El presidente Felipe Calderón inició la guerra del narco en su tierra natal, creyendo que le daría la legitimidad regateada en las urnas. El Operativo Conjunto Michoacán desplegó miles de soldados y marinos, pero el resultado fue la multiplicación del caos. Donde antes había un cártel, aparecieron cinco. Pese a los Michoacanazos, Michoacán se convirtió en un Estado dentro del Estado, en el que la ley federal existía como rumor.
Para 2013, el presidente Enrique Peña Nieto intentó cambiar la puesta en escena. En lugar de guerra, propuso negociación. Llegó un comisionado federal, Alfredo Castillo, con poder virreinal para “recuperar la confianza” y surgieron ciertas autodefensas que eran, según el discurso, el pueblo armado contra el crimen, pero en los hechos, el gobierno regularizó, dio uniformes y presupuesto a grupos que terminaron controlando lo mismo que decían combatir.
Michoacán tiene mar, montañas, minas, frontera interna y puerto estratégico. Es agrícola y migrante, espiritual y armado, pobre y exportador. Su geografía lo hace corredor de mercancías, legales e ilegales, y su historia es un mosaico de insurrección y resistencia, de la que siguen dando cuenta los pueblos de Aquila y Cherán. Controlarlo es controlar la narrativa de lo que se supone que es México: por eso el Estado necesita que Michoacán obedezca para probar que es cierto que existe.
El presidente Andrés Manuel López Obrador ofreció un cambio moral. “Abrazos, no balazos” era una consigna que sonaba a evangelio después del desastre, pero los abrazos no desmantelaron el negocio ni la estructura criminal. El gobierno de la transformación apostó por la paciencia, no por la transformación. Gracias a operaciones puntuales de paz como la de Aguililla, se contuvo parcialmente la guerra, pero se normalizó la violencia en el resto de las regiones.

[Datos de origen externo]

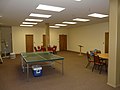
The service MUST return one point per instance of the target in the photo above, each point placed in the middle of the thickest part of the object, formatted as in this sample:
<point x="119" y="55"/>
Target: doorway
<point x="63" y="42"/>
<point x="29" y="43"/>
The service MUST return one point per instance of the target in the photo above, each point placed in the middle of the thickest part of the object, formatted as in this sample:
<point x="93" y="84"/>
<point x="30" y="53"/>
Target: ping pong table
<point x="35" y="57"/>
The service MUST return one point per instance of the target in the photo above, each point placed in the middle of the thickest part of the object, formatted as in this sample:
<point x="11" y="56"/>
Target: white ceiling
<point x="14" y="12"/>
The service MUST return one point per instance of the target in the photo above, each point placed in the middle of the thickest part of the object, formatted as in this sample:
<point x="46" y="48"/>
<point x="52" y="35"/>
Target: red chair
<point x="35" y="49"/>
<point x="54" y="49"/>
<point x="89" y="59"/>
<point x="98" y="63"/>
<point x="43" y="48"/>
<point x="39" y="49"/>
<point x="49" y="49"/>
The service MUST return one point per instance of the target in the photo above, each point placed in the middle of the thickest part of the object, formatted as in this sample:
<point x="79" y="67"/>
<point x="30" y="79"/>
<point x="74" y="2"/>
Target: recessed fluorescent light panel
<point x="69" y="22"/>
<point x="81" y="20"/>
<point x="26" y="25"/>
<point x="60" y="24"/>
<point x="78" y="0"/>
<point x="34" y="20"/>
<point x="40" y="15"/>
<point x="54" y="26"/>
<point x="50" y="8"/>
<point x="98" y="15"/>
<point x="29" y="23"/>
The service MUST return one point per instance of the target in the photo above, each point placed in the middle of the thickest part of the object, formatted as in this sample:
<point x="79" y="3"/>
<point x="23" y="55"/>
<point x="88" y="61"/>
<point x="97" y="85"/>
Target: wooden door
<point x="62" y="42"/>
<point x="29" y="43"/>
<point x="106" y="42"/>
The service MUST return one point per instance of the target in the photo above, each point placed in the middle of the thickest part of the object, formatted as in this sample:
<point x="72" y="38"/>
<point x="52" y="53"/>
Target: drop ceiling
<point x="14" y="12"/>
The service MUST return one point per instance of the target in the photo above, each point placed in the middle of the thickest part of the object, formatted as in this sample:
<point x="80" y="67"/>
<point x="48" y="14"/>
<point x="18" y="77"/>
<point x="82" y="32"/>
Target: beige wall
<point x="18" y="37"/>
<point x="91" y="37"/>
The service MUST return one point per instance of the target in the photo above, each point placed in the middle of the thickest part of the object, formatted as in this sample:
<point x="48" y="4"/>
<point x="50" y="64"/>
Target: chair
<point x="1" y="59"/>
<point x="43" y="48"/>
<point x="38" y="48"/>
<point x="98" y="63"/>
<point x="89" y="59"/>
<point x="54" y="49"/>
<point x="35" y="49"/>
<point x="50" y="49"/>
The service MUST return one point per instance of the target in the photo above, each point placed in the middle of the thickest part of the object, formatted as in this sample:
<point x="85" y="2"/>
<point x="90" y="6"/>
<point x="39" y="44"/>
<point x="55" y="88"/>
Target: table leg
<point x="62" y="68"/>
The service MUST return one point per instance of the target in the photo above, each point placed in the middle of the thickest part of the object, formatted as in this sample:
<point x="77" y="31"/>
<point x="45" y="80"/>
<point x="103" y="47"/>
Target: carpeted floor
<point x="76" y="76"/>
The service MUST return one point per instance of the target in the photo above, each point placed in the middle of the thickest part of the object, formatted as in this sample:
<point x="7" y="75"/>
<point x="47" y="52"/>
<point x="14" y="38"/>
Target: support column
<point x="114" y="44"/>
<point x="47" y="35"/>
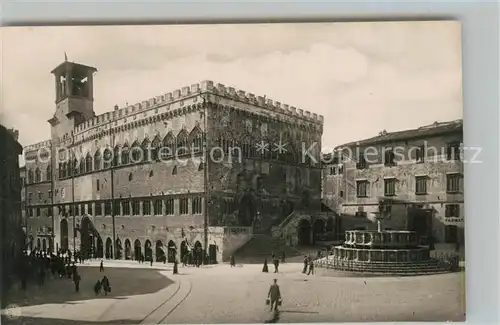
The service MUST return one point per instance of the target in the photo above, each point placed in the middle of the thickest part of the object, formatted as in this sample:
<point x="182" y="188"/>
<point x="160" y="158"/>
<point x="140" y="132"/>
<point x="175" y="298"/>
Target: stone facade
<point x="214" y="195"/>
<point x="415" y="187"/>
<point x="12" y="244"/>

Ahora, la presidenta Claudia Sheinbaum lanza el Plan Michoacán por la Paz y la Justicia, tras el asesinato del alcalde de Uruapan, Carlos Manzo. Se habla de educación, de cultura y de reconstruir el tejido social. La propuesta es tan sensata como tardía, pero una Fiscalía Especial, nuevas oficinas presidenciales y más Guardia Nacional suenan a una reedición administrativa del fracaso de siempre.
Porque lo que ocurre en Michoacán revela un dilema mexicano: ¿puede un Estado corrompido ser garante de legalidad?, ¿puede un país construido sobre la desigualdad aspirar a una paz duradera? Desde 2006, las respuestas han sido balas, pactos, discursos y ahora pedagogías. Ninguna ha cambiado el resultado. Cada gobierno promete cerrar el ciclo de violencia y sólo lo reactiva con otro nombre. Lo que se repite no es la estrategia, sino el error: creer que la paz puede decretarse desde arriba y sin imaginación política.
Hasta ahora, la violencia desatada a nivel nacional desde la llamada guerra del narco no se ha erradicado, solo se administra, se narra y se recicla. Cada presidente hace su propio Plan Michoacán, no para resolver un problema, sino para intentar demostrar que hay Estado donde no lo hay.